In Thailand the problem is severe. Here, the super-rich have not just attempted to influence policy but have become politicians themselves and even launched their own parties.
We cannot expect a government whose policy-making is in thrall to the wealthiest in our society to sincerely serve the interests of our poorest people. Rich politicians and the lawmakers under their influence are unlikely to pass legislation that damages their or their associates’ business interests or wealth status. With such people in power, there is very little chance that Thailand will change the law to bring fairer taxes to bear on rich landowners or large inheritances.
Voters are lured by politicians’ promises, such as higher rice prices for farmers and increased wages for workers, but they often end up disappointed. While rice millers and exporters are making big profits from the government’s price-pledging scheme, farmers have not been paid for the rice they sold to the government under the programme.
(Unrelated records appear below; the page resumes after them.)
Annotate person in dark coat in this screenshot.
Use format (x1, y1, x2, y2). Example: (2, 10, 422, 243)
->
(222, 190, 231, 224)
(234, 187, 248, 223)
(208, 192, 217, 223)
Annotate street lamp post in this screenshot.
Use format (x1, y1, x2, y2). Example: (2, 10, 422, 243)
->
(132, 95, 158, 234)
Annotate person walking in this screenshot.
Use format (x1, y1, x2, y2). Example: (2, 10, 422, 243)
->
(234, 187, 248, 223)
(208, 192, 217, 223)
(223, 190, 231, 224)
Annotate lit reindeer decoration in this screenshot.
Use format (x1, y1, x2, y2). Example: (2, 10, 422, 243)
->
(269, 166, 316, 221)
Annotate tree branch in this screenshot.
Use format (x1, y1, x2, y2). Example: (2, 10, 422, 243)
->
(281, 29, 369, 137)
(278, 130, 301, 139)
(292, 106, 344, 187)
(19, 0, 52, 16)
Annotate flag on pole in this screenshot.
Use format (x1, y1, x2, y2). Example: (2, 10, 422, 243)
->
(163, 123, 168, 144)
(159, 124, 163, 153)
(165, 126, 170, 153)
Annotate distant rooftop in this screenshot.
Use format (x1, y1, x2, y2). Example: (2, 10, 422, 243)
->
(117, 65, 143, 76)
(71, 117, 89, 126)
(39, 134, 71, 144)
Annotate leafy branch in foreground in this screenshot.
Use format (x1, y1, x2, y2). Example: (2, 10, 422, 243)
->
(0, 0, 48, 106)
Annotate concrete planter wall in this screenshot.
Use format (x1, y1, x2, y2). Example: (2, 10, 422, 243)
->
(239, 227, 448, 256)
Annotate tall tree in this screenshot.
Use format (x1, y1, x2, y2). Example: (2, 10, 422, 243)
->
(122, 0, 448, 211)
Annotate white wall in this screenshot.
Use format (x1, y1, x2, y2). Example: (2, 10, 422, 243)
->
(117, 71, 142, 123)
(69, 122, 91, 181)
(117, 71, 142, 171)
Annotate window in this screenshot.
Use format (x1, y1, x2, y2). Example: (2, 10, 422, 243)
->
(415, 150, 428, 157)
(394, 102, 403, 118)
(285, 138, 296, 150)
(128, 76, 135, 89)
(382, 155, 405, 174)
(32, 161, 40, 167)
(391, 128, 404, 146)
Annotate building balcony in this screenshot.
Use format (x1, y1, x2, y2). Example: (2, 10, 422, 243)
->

Meanwhile business operators and factory owners are enjoying higher profits and reduced corporate tax, but their workers are having to deal with higher living costs that the minimum-wage rise does not cover.
But with such disappointments comes the hope that voters will learn to spurn sham offers of financial gain, and be more sensitive to the presence of self-serving and corrupt politicians. A stronger civil society can help push for progressive taxation on wealth and high incomes, in addition to curbing the influence of the rich on political processes and policies.
A group of American multi-billionaires – including Microsoft co-founder Bill Gates, investment guru Warren Buffett and Facebook founder Mark Zuckerberg – has pledged to offer half of their wealth to charity. We in Thailand might not expect such generosity from our wealthy people. What we can hope for instead is that richer Thais agree to a system that shares wealth more equitably, one in which politicians are also prevented from helping themselves to taxpayers’ money.